IN RE: THE PETITION OF THE CITY OF BECKLEY 194 W Va. 423 460 S.E. 2d 669 — Volunteer fire departments brought writ of certiorari challenging county commission's approval of city's petition for annexation
through minor boundary adjustment. The Circuit Court, Raleigh County, Robert A. Burnside, J., found departments lacked standing,
but granted relief through writ of prohibition after determining area to be annexed did not meet requirements of minor boundary adjustments.
City appealed. The Supreme Court of Appeals, Miller, J., Retired, sitting by temporary assignment, held that:
(1) departments lacked standing to appeal commission's order, and
(2) circuit court erred in determining that commission acted unreasonably and exceeded its jurisdiction by granting annexation
through minor boundary adjustments. Reversed and remanded with directions.
IN RE: THE TAX ASSESSMENT AGAINST PURPLE TRUTLE, LLC v. GOODEN 223 W.Va. 755, 679 S.E.2d 587 — Taxpayers appealed decision of county board of equalization and review that affirmed property tax assessments
regarding subdivision lots. The Circuit Court, Berkeley County, David H. Sanders, J., granted summary judgment in favor of taxpayers.

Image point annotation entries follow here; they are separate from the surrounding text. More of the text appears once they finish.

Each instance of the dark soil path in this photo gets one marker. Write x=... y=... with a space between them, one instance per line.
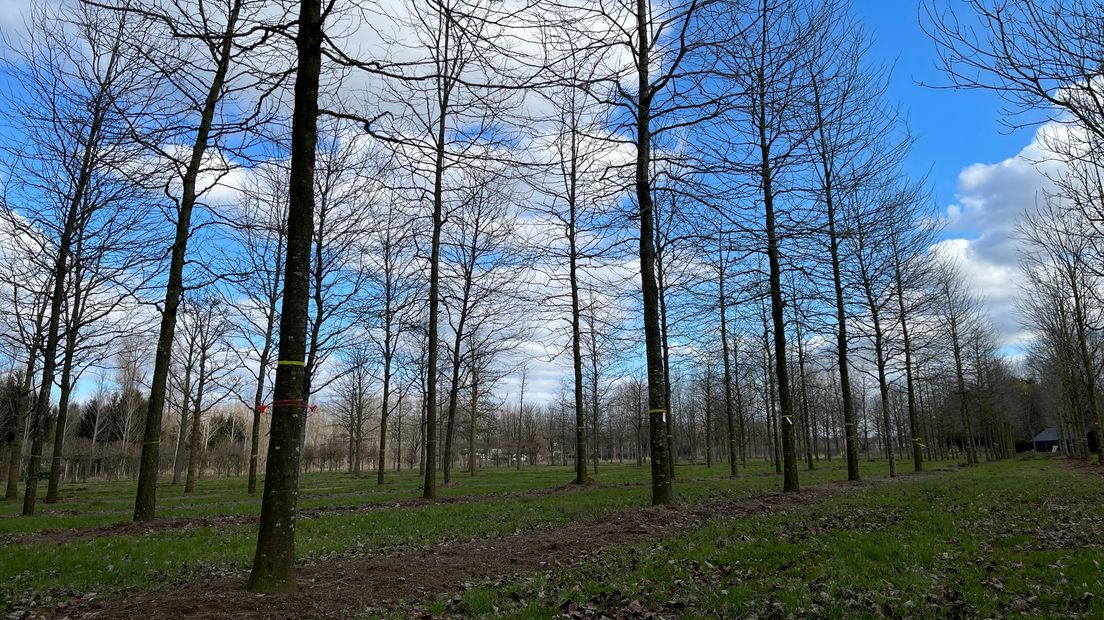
x=345 y=587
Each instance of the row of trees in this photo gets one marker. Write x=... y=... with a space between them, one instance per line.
x=399 y=206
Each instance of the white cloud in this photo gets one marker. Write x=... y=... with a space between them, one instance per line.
x=991 y=199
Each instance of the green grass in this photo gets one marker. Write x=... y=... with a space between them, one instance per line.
x=112 y=563
x=1009 y=538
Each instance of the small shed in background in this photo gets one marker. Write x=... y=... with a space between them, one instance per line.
x=1047 y=440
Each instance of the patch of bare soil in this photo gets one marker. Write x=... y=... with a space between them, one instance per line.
x=178 y=524
x=345 y=587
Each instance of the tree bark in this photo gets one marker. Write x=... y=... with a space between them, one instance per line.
x=146 y=496
x=274 y=563
x=661 y=492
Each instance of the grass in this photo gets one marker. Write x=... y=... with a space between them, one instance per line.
x=113 y=563
x=1008 y=538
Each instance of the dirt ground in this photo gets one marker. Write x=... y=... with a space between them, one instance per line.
x=176 y=524
x=345 y=587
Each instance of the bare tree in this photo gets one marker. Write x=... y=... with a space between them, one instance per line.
x=274 y=562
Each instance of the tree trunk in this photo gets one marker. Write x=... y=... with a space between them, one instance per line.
x=22 y=412
x=661 y=492
x=274 y=563
x=146 y=496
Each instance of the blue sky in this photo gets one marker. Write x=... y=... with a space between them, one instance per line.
x=953 y=128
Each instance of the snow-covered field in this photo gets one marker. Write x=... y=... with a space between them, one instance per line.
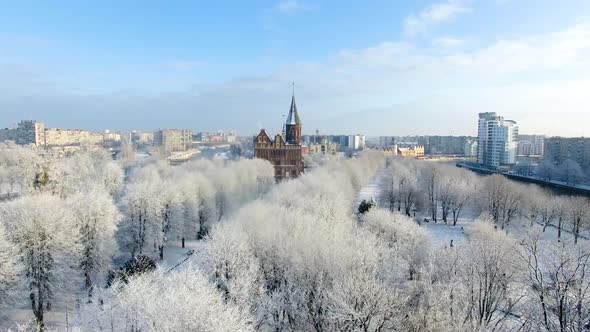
x=60 y=317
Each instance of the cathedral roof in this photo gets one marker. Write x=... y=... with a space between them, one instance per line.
x=293 y=118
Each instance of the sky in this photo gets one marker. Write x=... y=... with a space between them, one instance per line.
x=379 y=67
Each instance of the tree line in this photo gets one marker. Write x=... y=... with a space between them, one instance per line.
x=69 y=216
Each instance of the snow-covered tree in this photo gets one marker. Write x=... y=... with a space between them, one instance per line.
x=41 y=228
x=578 y=215
x=180 y=301
x=8 y=268
x=502 y=199
x=96 y=217
x=142 y=225
x=558 y=283
x=490 y=276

Assessor appealed. The Supreme Court of Appeals held that where the petition for appeal, though presented to circuit court during designated
30-day period, is not accompanied by record from board's proceedings and such record is not provided within 30 days,
appeal has not been properly perfected and must be refused.
YOUNG v. MCINTYRE 223 W.Va. 60, 672 S.E.2d 196 — Decedent's son, individually and as administrator of decedent's estate, brought action to quiet title
to a one-half undivided interest in property. Decedent's former wife filed motion for summary judgment.

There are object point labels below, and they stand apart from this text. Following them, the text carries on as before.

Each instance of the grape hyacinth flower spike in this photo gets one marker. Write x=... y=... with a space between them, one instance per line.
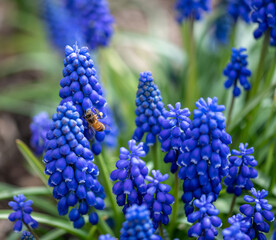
x=237 y=230
x=204 y=160
x=206 y=217
x=236 y=71
x=22 y=213
x=257 y=213
x=149 y=110
x=138 y=224
x=158 y=199
x=130 y=175
x=69 y=163
x=241 y=170
x=81 y=86
x=175 y=125
x=39 y=127
x=191 y=9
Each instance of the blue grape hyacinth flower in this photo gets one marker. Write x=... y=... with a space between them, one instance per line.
x=130 y=176
x=149 y=109
x=174 y=127
x=239 y=9
x=204 y=160
x=69 y=163
x=158 y=199
x=192 y=9
x=27 y=236
x=39 y=127
x=237 y=230
x=206 y=217
x=257 y=213
x=22 y=213
x=138 y=224
x=237 y=71
x=94 y=20
x=241 y=170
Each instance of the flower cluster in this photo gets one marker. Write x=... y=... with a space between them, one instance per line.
x=205 y=151
x=158 y=199
x=39 y=127
x=206 y=217
x=257 y=213
x=69 y=162
x=149 y=109
x=27 y=236
x=191 y=9
x=80 y=85
x=130 y=173
x=239 y=9
x=241 y=170
x=22 y=213
x=94 y=20
x=237 y=230
x=237 y=70
x=138 y=224
x=175 y=124
x=264 y=14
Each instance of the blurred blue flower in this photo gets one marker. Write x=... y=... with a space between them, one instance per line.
x=69 y=162
x=237 y=70
x=264 y=13
x=206 y=217
x=175 y=124
x=239 y=9
x=130 y=173
x=257 y=213
x=27 y=236
x=22 y=213
x=158 y=199
x=94 y=20
x=39 y=127
x=149 y=109
x=204 y=160
x=138 y=224
x=241 y=170
x=237 y=230
x=192 y=9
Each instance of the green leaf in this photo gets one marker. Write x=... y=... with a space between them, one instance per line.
x=35 y=164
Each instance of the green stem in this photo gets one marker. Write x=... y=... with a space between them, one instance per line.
x=176 y=203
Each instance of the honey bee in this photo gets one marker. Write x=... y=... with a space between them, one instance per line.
x=92 y=119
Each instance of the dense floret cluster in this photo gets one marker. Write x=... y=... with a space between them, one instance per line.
x=69 y=162
x=149 y=109
x=236 y=71
x=22 y=213
x=241 y=170
x=205 y=151
x=158 y=199
x=174 y=125
x=130 y=176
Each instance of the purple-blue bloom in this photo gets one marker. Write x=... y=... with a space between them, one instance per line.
x=22 y=213
x=192 y=9
x=69 y=163
x=138 y=224
x=241 y=170
x=204 y=160
x=158 y=199
x=237 y=230
x=256 y=213
x=175 y=125
x=39 y=127
x=206 y=217
x=149 y=109
x=130 y=176
x=237 y=72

The Circuit Court, Berkeley County, Gray Silver, III, J., granted former wife's motion, and son appealed.
the Supreme Court of Appeals, Benjamin, J., held that:
(1) real estate settlement agreement incorporated into divorce decree did not constitute an equitable conversion;
(2) settlement agreement created a valid agreement to sell; and
(3) as a matter of first impression, decree and incorporated property settlement agreement severed joint tenancy.
GRIFFITH V. CONAGRA BRANDS, INC., West Virginia supreme Court of Appeals No. 11–0252, May 24, 2012 — Assessments against a foreign licensor for West Virginia corporation net income and business franchise tax,
on royalties earned from the nation-wide licensing of food industry trademarks and trade names, satisfied neither
“purposeful direction” under the Due Process Clause nor “significant economic presence”
under the Commerce Clause, where the foreign licensor, with no physical presence in this State,
did not sell or distribute food-related products or provide services in West Virginia and where:
(1) all products bearing the trademarks and trade names were manufactured solely by unrelated or
affiliated licensees of the foreign licensor outside of West Virginia,
(2) the foreign licensor did not direct or dictate how its licensees distributed the products and
(3) the licensees, operating no retail stores in West Virginia, sold the products only to wholesalers and retailers in this State.